I've checked this (numerically); its complexity is an indication that what we're doing here is somewhat unphysical — more on that later. Once we've found the root of the quartic polynomial above, we can retrieve the necessary 'angles' for our integral for \( Q_{in} \):

\[ \theta=\textrm{atan2}\left(\frac{-(P-P_0)}{b},\frac{V-V_0}{a}\right) \]

Interestingly, there are actually conditions in which the sign of \( dQ/d\theta \) changes four times (we are dealing with a quartic, after all), but these only happen when the cycle is very close to one of the axes.

Example

We choose \( P_0=2 \), \( V_0=3 \), \( a=2 \), \( b=1 \), \( f=3\implies \gamma=\frac{5}{3} \), and \( n=R=1 \). Then our roots are:

\[\begin{align} P_{dQ=0}&=\textrm{Roots}\left[ \frac{256}{9}y^4-\frac{1408}{9}y^3 + \frac{2593}{9}y^2 - 212y + 63 \right] = \{1.8342, 2.4950\} \\ \implies (\theta_1, \theta_2) &= (2.9750\ \textrm{rad}, 5.7654\ \textrm{rad}) \end{align} \]

Using these values, we determine:

\[ \begin{align} Q_{in}&=\int_{\theta_1}^{\theta_2} \left[\frac{5}{3}(2-\sin\theta)(-2\sin\theta)+(3+2\cos\theta)(-\cos\theta)\right] dt = 25.381 \\ W&=-2\pi=-6.2832 \\ \eta &= \left|\frac{W}{Q_{in}}\right|=0.24756 \end{align} \]

So the efficiency of this elliptical cycle is about 25%! For reference, the Carnot efficiency of this cycle is roughly 85%.

In the Real World

There isn't much we can do with an ideal gas. Our options are:

1. Compress or expand it (with perfect or no insulation)
2. Heat it up or cool it down (with fixed volume or pressure)
3. Some combination of 1 and 2

1 and 2 contain all of the 'classic' quasistatic processes you'll see in a textbook (isothermal, adiabatic, etc.). However, they are practically impossible to do in the real world. Real processes (e.g. those in actual engines) can only be accurately described by 3. Additionally, faster processes are (typically) less quasi-static, and it is difficult to justify approximating them with a single line on a PV diagram.

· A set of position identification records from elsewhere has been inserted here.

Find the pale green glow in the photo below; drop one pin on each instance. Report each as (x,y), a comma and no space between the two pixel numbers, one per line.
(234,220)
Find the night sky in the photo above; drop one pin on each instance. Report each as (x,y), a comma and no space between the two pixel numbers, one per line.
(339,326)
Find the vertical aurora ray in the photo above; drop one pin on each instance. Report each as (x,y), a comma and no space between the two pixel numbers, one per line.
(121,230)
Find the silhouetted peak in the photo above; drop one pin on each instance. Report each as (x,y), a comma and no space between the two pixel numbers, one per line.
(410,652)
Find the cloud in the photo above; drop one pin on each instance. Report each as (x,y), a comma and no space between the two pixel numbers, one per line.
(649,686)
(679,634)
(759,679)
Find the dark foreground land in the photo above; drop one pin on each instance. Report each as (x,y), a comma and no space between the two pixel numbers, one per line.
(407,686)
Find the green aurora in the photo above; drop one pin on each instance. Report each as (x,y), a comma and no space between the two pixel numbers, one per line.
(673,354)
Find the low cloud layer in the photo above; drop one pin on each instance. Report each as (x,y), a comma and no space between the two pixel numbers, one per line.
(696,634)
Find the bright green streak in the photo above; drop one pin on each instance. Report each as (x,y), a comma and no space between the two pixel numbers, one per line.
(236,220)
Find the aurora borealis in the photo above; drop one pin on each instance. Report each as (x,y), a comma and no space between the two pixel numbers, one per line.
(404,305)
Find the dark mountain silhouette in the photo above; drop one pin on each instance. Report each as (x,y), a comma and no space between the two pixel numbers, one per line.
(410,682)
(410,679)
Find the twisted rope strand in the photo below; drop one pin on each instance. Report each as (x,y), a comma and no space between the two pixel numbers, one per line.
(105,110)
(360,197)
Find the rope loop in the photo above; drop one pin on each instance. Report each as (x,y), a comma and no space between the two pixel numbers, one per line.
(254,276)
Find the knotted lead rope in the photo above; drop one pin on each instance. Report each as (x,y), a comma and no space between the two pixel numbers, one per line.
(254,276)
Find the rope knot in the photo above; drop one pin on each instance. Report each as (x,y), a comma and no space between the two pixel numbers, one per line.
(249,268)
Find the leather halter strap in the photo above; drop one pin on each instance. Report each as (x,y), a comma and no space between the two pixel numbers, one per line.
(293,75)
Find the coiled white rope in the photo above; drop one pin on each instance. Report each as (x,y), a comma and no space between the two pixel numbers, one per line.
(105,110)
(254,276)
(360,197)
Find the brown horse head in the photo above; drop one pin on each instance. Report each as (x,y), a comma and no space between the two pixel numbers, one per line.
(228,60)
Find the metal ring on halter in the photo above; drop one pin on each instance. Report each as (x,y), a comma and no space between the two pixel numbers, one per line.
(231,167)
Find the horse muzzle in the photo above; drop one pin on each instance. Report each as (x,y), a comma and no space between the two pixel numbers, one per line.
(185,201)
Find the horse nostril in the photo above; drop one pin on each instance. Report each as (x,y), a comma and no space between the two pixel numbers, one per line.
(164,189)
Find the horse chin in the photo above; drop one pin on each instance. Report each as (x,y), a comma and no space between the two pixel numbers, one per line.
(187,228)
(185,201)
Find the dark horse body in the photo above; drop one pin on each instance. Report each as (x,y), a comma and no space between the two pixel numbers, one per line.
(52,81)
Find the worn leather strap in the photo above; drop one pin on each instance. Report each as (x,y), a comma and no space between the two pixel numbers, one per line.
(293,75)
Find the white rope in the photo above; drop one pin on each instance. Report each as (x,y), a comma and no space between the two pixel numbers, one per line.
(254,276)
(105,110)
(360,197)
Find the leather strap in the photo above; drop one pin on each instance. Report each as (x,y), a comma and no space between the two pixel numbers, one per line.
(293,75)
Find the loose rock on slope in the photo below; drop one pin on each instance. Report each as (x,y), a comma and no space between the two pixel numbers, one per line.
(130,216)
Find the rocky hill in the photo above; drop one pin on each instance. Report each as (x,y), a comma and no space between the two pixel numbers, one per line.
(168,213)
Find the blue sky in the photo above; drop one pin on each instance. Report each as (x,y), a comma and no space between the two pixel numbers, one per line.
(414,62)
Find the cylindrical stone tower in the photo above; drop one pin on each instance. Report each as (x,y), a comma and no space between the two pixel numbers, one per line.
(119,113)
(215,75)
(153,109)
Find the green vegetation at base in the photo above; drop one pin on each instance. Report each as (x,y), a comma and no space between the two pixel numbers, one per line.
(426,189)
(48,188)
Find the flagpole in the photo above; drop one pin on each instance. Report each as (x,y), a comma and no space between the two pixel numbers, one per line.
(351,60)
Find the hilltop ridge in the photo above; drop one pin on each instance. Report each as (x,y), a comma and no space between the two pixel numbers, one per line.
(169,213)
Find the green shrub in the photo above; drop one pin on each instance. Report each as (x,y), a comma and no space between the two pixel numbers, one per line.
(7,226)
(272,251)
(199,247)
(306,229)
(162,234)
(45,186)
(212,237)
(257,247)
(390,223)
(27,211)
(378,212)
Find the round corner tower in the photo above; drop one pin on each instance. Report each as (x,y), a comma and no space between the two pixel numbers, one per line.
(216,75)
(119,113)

This is why introductory thermodynamics classes only concern themselves with those few traditional processes: if your path isn't one of them, you're probably not dealing with a quasi-static system. However, we can still put sensors in an engine and make PV diagrams using the resulting data. And actually, these diagrams tend to resemble elliptical blobs more than their angular, ideal counterparts.

Real cycles have curves!

Practically, you can expect these diagrams are analyzed with numeric methods, and that efficiencies can be calculated directly from fuel intake and power output. But it's still fun to consider the analytical side of things occasionally!